Отца и матери она не видала никогда, но узнала от бабушки, что они есть у нее, — узнала в то время, когда едва только запала в беззаботную головку неясная мысль о том, что они должны быть, а набрела она на эту мысль однажды утром, читая за бабушкой свою обыкновенную молитву. Прочитав «Богородицу», бабушка продолжает:

— Помилуй, господи, папеньку!

Девочка повторяет.

— А где же, бабушка, папенька? — спрашивает она вдруг, к удивлению старушки.

— Он далеко, — отвечает бабушка, — он приедет, гостинцев привезет. Молись же, душенька, — прибавляет она, вздохнув, — помяни, господи, маменьку!

Ребенок опять повторяет и опять спрашивает:

— А маменька где?

— Она высоко, душенька; там, на небе… Молись же, молись, — снова уговаривала бабушка, между тем как внучка пристально всматривалась в небо. — Ее нельзя видеть, не увидит никто… Помяни, господи, маменьку!

Но девочка рассеянно повторяла молитву и продолжала смотреть на небо.

— Отчего же нельзя видеть? — беспокойно приставала она к бабушке в этот день.

За вечерней молитвой — те же вопросы, те же ответы. Чтобы утешить ребенка, бабушка описала наружность матери. С мыслию о матери девочка заснула и видела ее во сне: она ей улыбалась.

— У меня есть папаша и мамаша! — рассказывала на другой день Саша. — Папаша приедет, гостинцев привезет!

Саша крепко любила бабушку; и старушка только пообещает уйти тоже высоко, оставить ее, девочка в ту же минуту переставала досаждать ей шалостями, подбегала к ней, обнимала крепко, путая при этом случав вязальные спицы, называла ее красавицей, голубчиком; и старушка мирилась, усаживала ее возле себя и обещала не уходить высоко. Наконец, однако ж, бабушка обманула свою внучку: отправившись к св. Сергию, по обещанию, старушка не возвращалась. А Саша ждет. Проходит день, два, неделя.

— Где же бабушка? — спрашивает она тоскливо у тетеньки.

— Придет завтра, — отвечает тетенька.

И девочка опять ждет.

Проходит еще несколько дней.

— Помилуй, господи, бабушку! — говорит Саша уж одна, без подсказыванья старушки. — Что же бабушка? — прибавляет она грустно, но, не получив ответа, продолжает: — Помилуй, господи, бабушку…

—  Помяни, господи, — поправляет ее тетенька.

Но девочка возразила, что бабушка учила: помилуй, господи, бабушку, а помяни, господи, маменьку, — маменька высоко.

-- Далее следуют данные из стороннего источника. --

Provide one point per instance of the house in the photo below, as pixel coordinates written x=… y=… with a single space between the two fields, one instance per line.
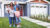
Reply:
x=27 y=9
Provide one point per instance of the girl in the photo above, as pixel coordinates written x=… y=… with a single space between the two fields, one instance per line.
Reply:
x=17 y=14
x=11 y=15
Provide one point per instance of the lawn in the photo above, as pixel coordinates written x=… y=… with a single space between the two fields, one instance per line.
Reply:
x=4 y=23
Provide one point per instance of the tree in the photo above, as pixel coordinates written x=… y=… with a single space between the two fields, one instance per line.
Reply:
x=48 y=0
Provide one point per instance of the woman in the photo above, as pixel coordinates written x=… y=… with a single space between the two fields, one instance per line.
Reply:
x=11 y=16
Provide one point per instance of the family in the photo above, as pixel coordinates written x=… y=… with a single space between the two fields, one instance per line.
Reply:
x=13 y=12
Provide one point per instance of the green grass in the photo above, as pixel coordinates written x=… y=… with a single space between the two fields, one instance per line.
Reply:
x=4 y=23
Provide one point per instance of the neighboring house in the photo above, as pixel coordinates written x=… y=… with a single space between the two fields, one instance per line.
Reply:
x=26 y=10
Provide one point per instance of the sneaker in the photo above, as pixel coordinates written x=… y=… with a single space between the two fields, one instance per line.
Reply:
x=9 y=25
x=13 y=25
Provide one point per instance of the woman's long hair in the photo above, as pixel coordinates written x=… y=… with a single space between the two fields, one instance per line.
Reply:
x=11 y=4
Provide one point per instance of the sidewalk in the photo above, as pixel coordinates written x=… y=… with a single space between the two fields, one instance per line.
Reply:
x=38 y=22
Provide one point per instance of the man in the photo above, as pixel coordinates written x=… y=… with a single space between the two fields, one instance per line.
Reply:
x=16 y=7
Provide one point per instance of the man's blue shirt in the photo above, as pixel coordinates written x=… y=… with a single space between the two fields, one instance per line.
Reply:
x=16 y=6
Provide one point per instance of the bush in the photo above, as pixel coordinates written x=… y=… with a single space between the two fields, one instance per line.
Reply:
x=40 y=17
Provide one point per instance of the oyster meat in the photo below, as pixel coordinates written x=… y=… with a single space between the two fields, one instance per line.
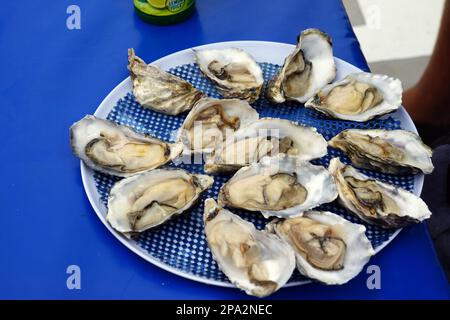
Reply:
x=267 y=137
x=118 y=150
x=359 y=97
x=255 y=261
x=234 y=72
x=159 y=90
x=211 y=120
x=306 y=70
x=327 y=247
x=388 y=151
x=374 y=201
x=278 y=186
x=149 y=199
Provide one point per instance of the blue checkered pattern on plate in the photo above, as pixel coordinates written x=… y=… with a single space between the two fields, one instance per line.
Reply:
x=180 y=243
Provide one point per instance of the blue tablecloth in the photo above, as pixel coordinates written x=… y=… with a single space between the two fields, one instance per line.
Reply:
x=51 y=76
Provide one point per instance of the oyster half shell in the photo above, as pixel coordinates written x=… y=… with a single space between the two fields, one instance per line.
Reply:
x=234 y=72
x=374 y=201
x=149 y=199
x=118 y=150
x=359 y=97
x=278 y=186
x=159 y=90
x=255 y=261
x=327 y=247
x=306 y=70
x=267 y=137
x=211 y=120
x=388 y=151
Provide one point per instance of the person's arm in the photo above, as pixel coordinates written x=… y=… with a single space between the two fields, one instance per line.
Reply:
x=429 y=101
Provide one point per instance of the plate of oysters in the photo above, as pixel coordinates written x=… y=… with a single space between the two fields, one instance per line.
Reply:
x=256 y=165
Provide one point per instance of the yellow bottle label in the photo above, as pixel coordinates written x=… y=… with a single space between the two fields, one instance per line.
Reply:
x=163 y=7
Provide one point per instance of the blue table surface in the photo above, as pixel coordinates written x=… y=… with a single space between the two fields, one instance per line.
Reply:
x=51 y=76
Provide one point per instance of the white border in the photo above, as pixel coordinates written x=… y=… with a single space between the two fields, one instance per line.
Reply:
x=264 y=51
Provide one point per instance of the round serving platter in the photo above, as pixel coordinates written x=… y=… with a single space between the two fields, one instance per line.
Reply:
x=179 y=245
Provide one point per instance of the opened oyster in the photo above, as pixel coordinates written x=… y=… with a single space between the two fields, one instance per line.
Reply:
x=327 y=247
x=158 y=90
x=210 y=120
x=278 y=186
x=149 y=199
x=374 y=201
x=255 y=261
x=306 y=70
x=359 y=97
x=394 y=151
x=267 y=137
x=234 y=72
x=118 y=150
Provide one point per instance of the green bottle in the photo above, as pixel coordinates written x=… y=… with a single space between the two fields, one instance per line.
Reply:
x=164 y=11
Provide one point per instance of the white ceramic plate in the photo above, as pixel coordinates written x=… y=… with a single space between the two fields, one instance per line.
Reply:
x=270 y=52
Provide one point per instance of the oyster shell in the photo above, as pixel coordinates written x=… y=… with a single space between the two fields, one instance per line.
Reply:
x=210 y=120
x=255 y=261
x=278 y=186
x=374 y=201
x=306 y=70
x=327 y=247
x=149 y=199
x=267 y=137
x=359 y=97
x=159 y=90
x=118 y=150
x=234 y=72
x=388 y=151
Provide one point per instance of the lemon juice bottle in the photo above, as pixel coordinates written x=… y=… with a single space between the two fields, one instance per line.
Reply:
x=164 y=11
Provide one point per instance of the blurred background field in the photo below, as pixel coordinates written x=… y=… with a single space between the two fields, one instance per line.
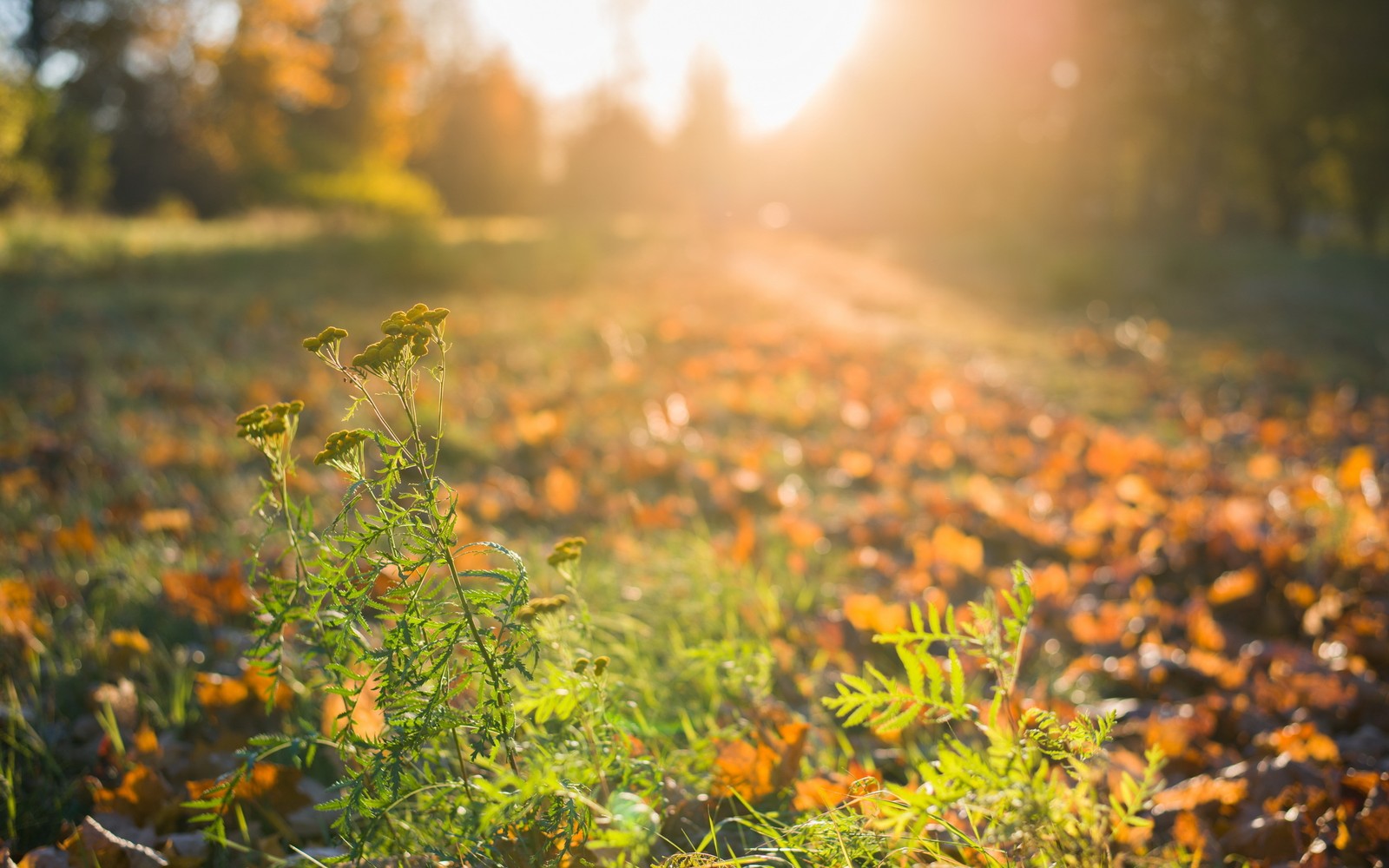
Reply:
x=802 y=314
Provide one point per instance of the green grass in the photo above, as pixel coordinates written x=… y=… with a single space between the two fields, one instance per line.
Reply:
x=129 y=347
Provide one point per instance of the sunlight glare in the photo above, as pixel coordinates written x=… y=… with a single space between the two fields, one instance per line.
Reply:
x=775 y=53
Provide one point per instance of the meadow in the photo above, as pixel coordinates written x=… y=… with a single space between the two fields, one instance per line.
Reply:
x=777 y=450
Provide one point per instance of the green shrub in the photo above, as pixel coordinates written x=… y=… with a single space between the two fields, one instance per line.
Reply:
x=1004 y=789
x=389 y=192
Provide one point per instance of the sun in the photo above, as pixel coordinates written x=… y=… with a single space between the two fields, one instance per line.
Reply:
x=775 y=53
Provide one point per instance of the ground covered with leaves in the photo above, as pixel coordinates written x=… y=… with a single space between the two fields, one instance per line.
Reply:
x=763 y=490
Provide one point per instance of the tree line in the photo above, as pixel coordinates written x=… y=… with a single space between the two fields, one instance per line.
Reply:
x=1180 y=115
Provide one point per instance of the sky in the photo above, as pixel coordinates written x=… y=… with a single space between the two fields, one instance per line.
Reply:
x=777 y=55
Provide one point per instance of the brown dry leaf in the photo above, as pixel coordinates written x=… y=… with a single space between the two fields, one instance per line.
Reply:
x=1199 y=791
x=171 y=521
x=17 y=615
x=1109 y=455
x=1201 y=627
x=207 y=599
x=820 y=793
x=745 y=539
x=367 y=719
x=562 y=490
x=1359 y=460
x=1302 y=742
x=78 y=539
x=220 y=692
x=872 y=615
x=535 y=428
x=856 y=463
x=131 y=641
x=45 y=858
x=275 y=786
x=761 y=768
x=1234 y=585
x=142 y=796
x=956 y=548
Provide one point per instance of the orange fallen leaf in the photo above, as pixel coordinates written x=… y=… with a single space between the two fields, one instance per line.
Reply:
x=872 y=615
x=756 y=770
x=562 y=490
x=856 y=463
x=142 y=795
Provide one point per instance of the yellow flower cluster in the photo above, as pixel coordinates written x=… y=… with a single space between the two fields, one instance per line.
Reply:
x=326 y=338
x=410 y=330
x=566 y=550
x=340 y=444
x=542 y=604
x=266 y=421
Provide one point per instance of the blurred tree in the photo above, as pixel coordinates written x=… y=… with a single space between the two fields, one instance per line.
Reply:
x=21 y=177
x=484 y=152
x=613 y=164
x=375 y=69
x=705 y=153
x=242 y=96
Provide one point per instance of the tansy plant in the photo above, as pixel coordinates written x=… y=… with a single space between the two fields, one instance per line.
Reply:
x=995 y=788
x=414 y=653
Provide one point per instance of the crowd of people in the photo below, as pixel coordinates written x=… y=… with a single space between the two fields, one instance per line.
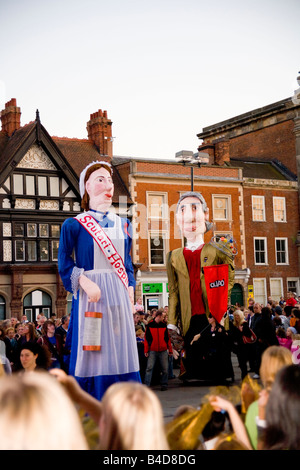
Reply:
x=265 y=339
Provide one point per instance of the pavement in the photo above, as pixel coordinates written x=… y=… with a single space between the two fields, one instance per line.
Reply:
x=192 y=393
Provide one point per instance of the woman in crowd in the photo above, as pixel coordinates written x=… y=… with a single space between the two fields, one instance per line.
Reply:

— Бабушка тоже высоко, там! — отвечает тетенька, указывая на небо.

— Ушла?

— Ушла… Молись же, молись, — ничего: у тебя есть папаша; приедет, гостинцев привезет, — утешала ее тетенька.

Но девочка горько плакала: рассердилась на нее бабушка и ушла… эх, бабушка!

Однако ж Саше удалось наконец увидеть и бабушку во сне; бабушка ей улыбалась, она не сердится на нее. «Голубчик бабушка!» — воскликнула Саша и в радости посылала поцелуи в небо.

После бабушки тетенька сделалась полной хозяйкой и наследницей. При тетеньке Саша меньше болтала и смеялась, еще меньше прыгала; улыбка не вызывала улыбки на холодном и суровом лице тетеньки, которая не понимала, что значат эти заглядыванья девочки ей в глаза то с той, то с другой стороны; тетенька не целовала ее, как бабушка, и уже не тем тоном кричала ей: «Да перестанешь ли ты, вертушка!», когда она резвилась. «Но вот приедет папенька: папенька лучше», — думает про себя Саша.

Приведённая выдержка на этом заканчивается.